- RA Now
Boardroom gender diversity could lead to conflict and indecision, leading nearly a third of senior executives surveyed to question the importance of ensuring a proportion of women are employed at the highest level in companies.
Thirty per cent of Executives Online’s Global Talent Bank that were surveyed believed there are potential downsides to gender diversity in the boardroom, including conflict (11%); indecision (9%); blockages (8%); and lack of direction (7%).
However, 35% of respondents believe that a major benefit of gender diversity in the boardroom is broader visionary thinking, and 18% think better governance is possible with more women on companies’ boards. Other benefits cited are more innovation (17%) and better risk management (14%).
“These figures show that there are clearly still a significant number of senior executives who don’t support the theory that gender diversity in the boardroom is good for business,” said James O’Brien, managing director of Executives Online.
“This comes at a time when gender diversity is a hotly debated issue and the number of females in top executive roles is still low, having dropped from 6.7% to 5.8% internationally [according to Cranfield School of Management.]”

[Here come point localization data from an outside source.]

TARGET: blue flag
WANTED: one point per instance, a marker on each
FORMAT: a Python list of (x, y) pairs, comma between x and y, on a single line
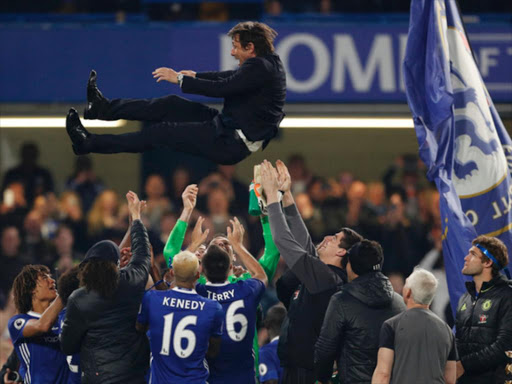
[(460, 135)]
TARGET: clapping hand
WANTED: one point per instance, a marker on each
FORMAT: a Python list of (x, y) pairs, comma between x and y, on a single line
[(167, 74), (198, 235), (189, 197), (283, 176), (269, 182)]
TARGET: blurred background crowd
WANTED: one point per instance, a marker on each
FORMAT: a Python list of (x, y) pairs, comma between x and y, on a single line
[(187, 10), (45, 224)]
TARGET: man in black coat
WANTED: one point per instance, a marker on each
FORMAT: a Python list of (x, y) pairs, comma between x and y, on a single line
[(254, 96), (484, 315), (314, 275), (101, 316), (351, 328)]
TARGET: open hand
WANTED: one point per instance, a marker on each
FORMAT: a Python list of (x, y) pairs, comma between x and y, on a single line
[(283, 176), (189, 197), (134, 205), (188, 72), (167, 74), (235, 235), (269, 180)]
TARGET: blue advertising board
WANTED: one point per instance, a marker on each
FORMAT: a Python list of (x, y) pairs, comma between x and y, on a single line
[(329, 62)]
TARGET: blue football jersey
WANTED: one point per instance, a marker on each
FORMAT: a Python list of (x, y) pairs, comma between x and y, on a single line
[(235, 362), (41, 361), (270, 366), (180, 325), (75, 373)]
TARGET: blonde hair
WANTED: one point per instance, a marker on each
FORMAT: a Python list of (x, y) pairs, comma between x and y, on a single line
[(185, 266)]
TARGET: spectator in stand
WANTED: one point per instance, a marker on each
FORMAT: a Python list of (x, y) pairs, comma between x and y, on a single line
[(36, 179), (65, 254), (218, 209), (240, 200), (71, 214), (11, 260), (179, 181), (299, 172), (35, 247), (156, 201), (14, 206), (84, 182), (103, 219)]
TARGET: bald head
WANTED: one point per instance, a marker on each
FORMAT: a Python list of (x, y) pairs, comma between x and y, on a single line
[(185, 266)]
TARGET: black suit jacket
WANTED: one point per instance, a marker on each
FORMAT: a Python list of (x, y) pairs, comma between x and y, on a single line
[(103, 330), (254, 95)]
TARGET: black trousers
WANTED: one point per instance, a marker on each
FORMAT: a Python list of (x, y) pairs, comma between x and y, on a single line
[(298, 375), (171, 122)]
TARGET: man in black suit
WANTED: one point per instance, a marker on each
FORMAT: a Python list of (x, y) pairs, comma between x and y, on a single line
[(254, 96)]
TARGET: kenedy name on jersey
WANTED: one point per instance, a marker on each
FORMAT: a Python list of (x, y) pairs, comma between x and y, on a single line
[(183, 303)]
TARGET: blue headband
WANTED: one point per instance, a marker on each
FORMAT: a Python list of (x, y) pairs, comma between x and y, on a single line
[(493, 259)]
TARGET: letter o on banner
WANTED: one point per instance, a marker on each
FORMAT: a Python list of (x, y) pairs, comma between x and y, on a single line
[(321, 61)]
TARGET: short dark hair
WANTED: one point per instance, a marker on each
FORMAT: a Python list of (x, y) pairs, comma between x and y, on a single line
[(99, 275), (25, 284), (68, 283), (350, 238), (216, 263), (260, 34), (496, 248), (274, 319)]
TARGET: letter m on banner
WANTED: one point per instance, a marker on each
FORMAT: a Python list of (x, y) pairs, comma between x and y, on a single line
[(460, 135)]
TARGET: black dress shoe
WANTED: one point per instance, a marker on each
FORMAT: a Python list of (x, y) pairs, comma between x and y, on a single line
[(77, 133), (95, 99)]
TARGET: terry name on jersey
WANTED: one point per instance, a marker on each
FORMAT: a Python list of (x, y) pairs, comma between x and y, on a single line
[(221, 296)]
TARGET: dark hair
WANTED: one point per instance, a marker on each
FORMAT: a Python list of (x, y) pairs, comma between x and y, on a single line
[(261, 35), (350, 238), (274, 319), (68, 283), (101, 276), (216, 263), (25, 284), (496, 248)]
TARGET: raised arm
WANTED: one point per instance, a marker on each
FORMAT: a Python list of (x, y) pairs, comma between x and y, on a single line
[(250, 76), (293, 218), (270, 257), (137, 270), (175, 240), (236, 238), (308, 268)]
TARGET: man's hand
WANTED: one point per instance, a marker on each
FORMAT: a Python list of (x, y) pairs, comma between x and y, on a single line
[(283, 176), (167, 74), (236, 235), (188, 72), (189, 197), (134, 205), (460, 369), (269, 182), (198, 236)]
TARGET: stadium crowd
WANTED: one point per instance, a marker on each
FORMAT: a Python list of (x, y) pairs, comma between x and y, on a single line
[(355, 283)]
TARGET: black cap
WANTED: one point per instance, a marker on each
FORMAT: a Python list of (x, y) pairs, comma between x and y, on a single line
[(365, 256), (103, 250)]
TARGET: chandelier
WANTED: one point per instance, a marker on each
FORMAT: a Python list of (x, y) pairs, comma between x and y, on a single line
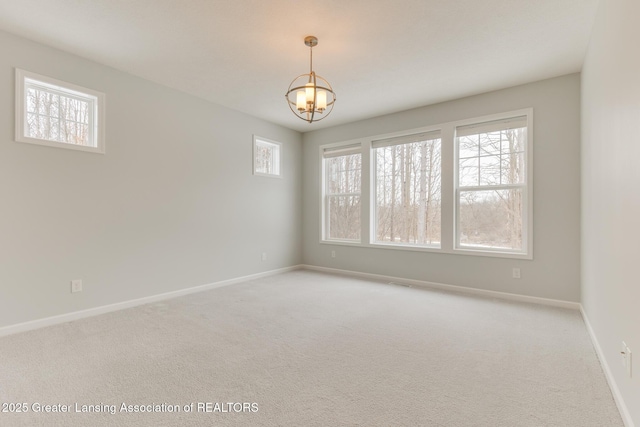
[(310, 97)]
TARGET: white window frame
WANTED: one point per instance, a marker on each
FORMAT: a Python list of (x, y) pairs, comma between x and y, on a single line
[(324, 205), (94, 98), (527, 187), (257, 140), (390, 141), (449, 170)]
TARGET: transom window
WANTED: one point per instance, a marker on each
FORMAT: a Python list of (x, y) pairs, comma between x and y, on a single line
[(58, 114)]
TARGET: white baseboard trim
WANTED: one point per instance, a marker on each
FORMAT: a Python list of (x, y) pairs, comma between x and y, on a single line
[(617, 395), (454, 288), (76, 315)]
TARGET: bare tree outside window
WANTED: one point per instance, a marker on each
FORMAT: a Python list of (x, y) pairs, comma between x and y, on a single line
[(343, 185), (266, 157), (55, 117), (408, 193), (492, 187)]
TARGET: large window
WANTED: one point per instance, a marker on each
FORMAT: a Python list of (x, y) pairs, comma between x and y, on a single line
[(492, 186), (343, 176), (407, 189), (462, 187), (58, 114)]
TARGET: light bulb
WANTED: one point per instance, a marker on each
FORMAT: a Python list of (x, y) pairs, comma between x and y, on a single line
[(301, 100), (321, 101)]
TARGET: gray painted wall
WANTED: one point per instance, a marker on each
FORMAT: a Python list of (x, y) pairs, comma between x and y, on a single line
[(555, 270), (611, 189), (172, 204)]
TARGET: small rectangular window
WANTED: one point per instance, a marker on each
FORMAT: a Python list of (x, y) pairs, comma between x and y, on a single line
[(58, 114), (342, 187), (407, 189), (266, 157), (492, 194)]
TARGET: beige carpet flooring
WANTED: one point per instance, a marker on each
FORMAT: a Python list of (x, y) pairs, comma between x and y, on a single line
[(311, 349)]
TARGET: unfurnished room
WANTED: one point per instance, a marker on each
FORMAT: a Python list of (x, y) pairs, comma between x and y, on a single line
[(337, 213)]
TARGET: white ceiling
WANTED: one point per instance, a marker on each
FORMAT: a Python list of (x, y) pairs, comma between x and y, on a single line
[(380, 56)]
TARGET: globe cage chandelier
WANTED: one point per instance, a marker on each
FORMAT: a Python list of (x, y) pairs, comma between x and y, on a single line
[(309, 94)]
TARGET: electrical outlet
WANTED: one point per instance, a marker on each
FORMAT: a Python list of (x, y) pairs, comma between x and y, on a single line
[(76, 286)]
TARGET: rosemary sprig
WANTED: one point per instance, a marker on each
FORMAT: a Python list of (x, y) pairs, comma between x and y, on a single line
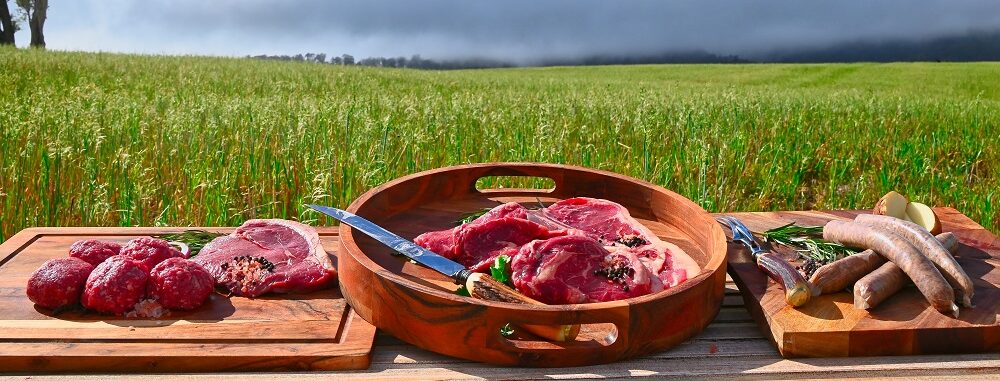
[(195, 239), (808, 242)]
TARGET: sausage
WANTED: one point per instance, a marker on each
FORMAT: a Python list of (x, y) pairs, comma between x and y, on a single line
[(889, 279), (930, 247), (896, 249), (836, 276)]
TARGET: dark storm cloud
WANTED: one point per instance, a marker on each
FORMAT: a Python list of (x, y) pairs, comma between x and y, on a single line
[(513, 29)]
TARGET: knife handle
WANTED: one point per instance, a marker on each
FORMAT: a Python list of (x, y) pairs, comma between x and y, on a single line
[(482, 286), (797, 290)]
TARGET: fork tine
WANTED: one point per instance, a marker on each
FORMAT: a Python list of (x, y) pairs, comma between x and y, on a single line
[(743, 229)]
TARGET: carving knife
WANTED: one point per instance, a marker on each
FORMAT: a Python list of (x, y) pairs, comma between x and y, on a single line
[(480, 286)]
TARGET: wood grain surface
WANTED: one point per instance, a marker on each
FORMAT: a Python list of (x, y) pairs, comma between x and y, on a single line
[(904, 324), (732, 347), (418, 305), (317, 330)]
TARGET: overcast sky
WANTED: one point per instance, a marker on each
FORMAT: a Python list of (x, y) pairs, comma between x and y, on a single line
[(507, 29)]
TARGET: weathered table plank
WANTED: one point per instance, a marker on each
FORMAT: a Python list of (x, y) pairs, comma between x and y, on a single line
[(732, 345)]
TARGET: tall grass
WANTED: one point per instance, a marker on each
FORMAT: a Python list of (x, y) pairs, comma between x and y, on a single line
[(117, 140)]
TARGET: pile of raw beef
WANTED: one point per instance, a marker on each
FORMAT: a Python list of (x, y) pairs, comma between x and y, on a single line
[(578, 250)]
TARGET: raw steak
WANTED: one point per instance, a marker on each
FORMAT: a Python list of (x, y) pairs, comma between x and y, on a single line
[(479, 244), (577, 269), (443, 241), (610, 224), (271, 255)]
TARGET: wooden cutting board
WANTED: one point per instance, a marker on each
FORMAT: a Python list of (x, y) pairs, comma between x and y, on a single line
[(316, 331), (904, 324)]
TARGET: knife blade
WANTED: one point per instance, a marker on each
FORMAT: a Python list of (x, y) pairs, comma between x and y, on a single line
[(480, 286), (399, 244), (797, 290)]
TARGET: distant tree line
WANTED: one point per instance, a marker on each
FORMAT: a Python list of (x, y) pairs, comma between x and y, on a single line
[(973, 46), (32, 12), (414, 62)]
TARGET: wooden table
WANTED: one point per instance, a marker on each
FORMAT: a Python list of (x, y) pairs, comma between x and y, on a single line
[(731, 346)]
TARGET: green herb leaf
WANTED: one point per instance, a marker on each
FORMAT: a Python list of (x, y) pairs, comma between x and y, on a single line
[(501, 270), (195, 239), (507, 330), (807, 241)]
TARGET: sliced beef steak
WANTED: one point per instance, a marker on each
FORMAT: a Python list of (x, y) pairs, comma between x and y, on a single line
[(269, 255), (443, 241), (611, 224), (577, 269)]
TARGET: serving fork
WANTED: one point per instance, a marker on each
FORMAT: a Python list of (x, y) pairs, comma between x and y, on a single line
[(797, 291)]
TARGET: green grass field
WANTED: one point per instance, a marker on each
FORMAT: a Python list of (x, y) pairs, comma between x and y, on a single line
[(118, 140)]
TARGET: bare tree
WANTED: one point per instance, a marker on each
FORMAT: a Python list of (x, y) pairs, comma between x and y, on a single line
[(35, 12), (7, 25)]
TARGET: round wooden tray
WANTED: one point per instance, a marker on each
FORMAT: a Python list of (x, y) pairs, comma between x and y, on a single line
[(419, 306)]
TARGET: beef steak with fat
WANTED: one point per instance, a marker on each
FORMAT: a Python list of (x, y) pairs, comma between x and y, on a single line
[(577, 269), (268, 255), (611, 224)]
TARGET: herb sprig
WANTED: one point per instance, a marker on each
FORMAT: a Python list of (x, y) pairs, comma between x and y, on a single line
[(195, 239), (469, 217), (808, 242)]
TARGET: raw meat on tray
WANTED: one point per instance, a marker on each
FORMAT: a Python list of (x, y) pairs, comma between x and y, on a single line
[(577, 269), (611, 224), (577, 250)]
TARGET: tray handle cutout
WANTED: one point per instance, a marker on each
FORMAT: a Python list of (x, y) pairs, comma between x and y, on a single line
[(516, 178), (487, 184), (604, 334)]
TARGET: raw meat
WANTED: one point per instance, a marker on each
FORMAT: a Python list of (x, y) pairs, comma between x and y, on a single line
[(58, 282), (268, 255), (442, 242), (178, 283), (115, 286), (479, 244), (94, 251), (577, 269), (148, 251), (611, 224)]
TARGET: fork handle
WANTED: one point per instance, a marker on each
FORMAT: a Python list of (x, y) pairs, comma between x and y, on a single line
[(797, 290)]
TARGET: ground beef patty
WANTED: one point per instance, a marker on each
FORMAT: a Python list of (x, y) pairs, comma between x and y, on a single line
[(178, 283), (148, 252), (94, 251), (59, 282), (115, 286)]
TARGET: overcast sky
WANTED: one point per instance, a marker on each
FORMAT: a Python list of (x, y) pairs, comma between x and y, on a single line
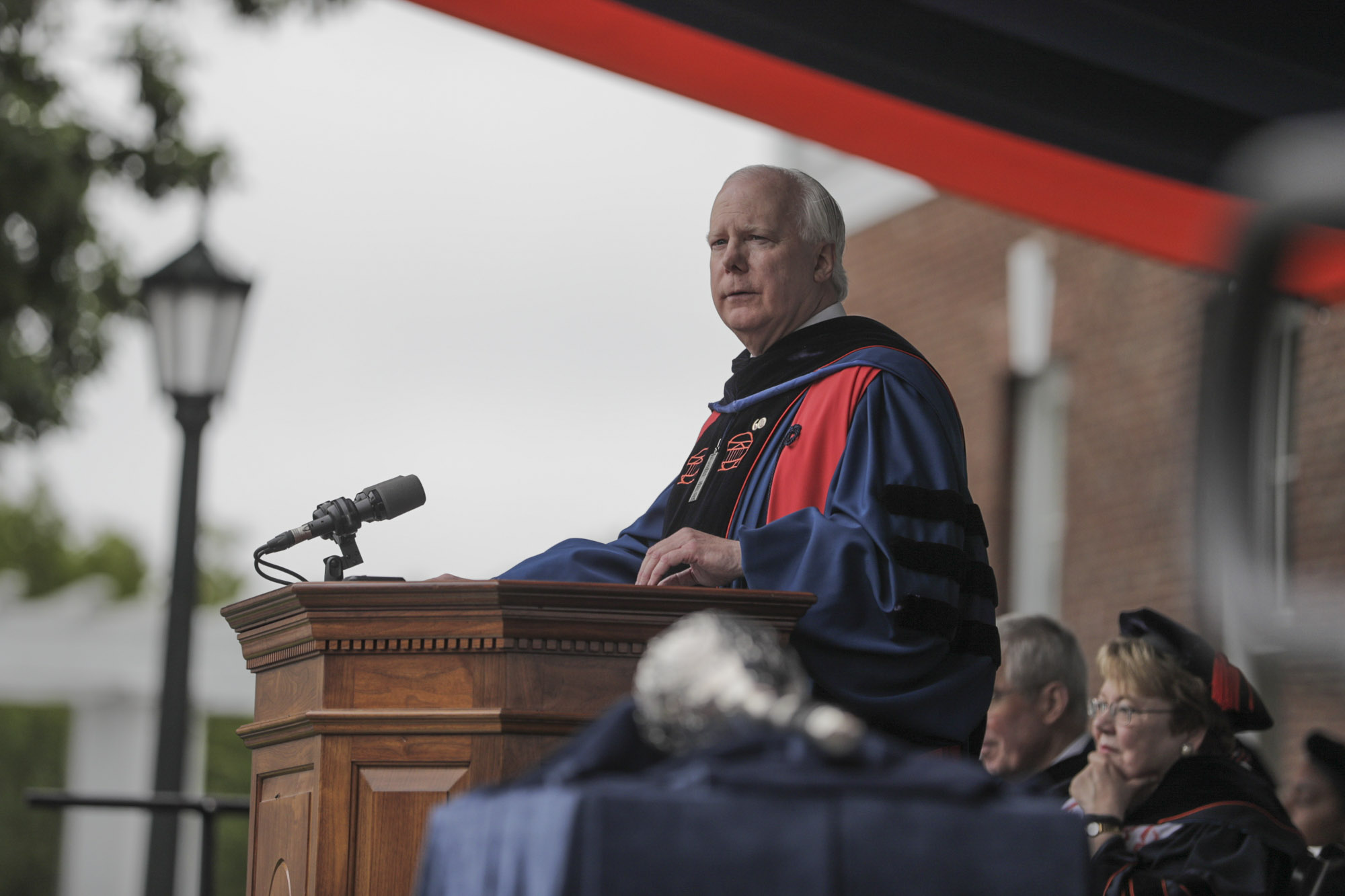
[(474, 260)]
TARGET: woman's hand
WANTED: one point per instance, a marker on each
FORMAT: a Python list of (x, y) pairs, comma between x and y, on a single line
[(1102, 790)]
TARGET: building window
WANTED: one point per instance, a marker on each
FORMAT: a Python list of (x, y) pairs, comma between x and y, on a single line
[(1276, 454), (1040, 401)]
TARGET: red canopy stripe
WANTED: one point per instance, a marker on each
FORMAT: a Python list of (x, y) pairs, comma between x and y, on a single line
[(1145, 213)]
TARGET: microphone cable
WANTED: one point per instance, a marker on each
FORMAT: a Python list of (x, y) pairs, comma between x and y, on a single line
[(259, 563)]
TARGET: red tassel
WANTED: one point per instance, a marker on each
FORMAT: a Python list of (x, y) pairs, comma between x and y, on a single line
[(1226, 684)]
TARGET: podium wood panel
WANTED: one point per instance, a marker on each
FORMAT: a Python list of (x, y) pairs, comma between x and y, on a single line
[(376, 700)]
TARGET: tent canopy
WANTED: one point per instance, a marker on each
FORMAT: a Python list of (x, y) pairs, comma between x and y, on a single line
[(1106, 118)]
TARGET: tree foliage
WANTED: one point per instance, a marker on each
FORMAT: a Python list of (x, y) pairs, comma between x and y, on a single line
[(60, 274), (36, 540)]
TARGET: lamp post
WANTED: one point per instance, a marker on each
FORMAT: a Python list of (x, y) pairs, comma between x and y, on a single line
[(196, 309)]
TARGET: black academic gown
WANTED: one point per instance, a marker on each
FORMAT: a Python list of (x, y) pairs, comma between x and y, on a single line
[(1055, 779), (1211, 829)]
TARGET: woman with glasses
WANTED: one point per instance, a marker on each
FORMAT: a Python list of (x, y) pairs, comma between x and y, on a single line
[(1171, 802)]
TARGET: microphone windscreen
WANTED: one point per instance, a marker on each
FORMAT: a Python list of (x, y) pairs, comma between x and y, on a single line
[(397, 495)]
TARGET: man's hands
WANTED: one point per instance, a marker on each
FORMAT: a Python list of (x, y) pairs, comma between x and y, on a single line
[(714, 561)]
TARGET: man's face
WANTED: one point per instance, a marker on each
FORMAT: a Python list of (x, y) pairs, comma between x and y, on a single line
[(1316, 807), (1017, 736), (766, 280)]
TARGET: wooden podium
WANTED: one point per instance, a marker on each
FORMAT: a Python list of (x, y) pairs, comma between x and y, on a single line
[(376, 700)]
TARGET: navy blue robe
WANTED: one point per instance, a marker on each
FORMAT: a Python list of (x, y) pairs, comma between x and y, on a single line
[(900, 633)]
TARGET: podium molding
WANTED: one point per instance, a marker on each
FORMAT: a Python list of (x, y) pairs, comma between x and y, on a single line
[(376, 700)]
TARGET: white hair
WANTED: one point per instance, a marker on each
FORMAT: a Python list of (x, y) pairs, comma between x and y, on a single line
[(820, 217)]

Three quarters of respondents believe appointments of women to senior executive roles can be achieved without quotas, citing mentoring and guidance of high-potential women and increased availability of flexible working arrangements as possible alternatives for raising the female headcount in the boardroom.
“The majority of those opposed to quotas express concerns that important positions may be awarded to women despite there being better qualified male candidates,” O’Brien added. “They believe that candidates should always be appointed on merit alone.”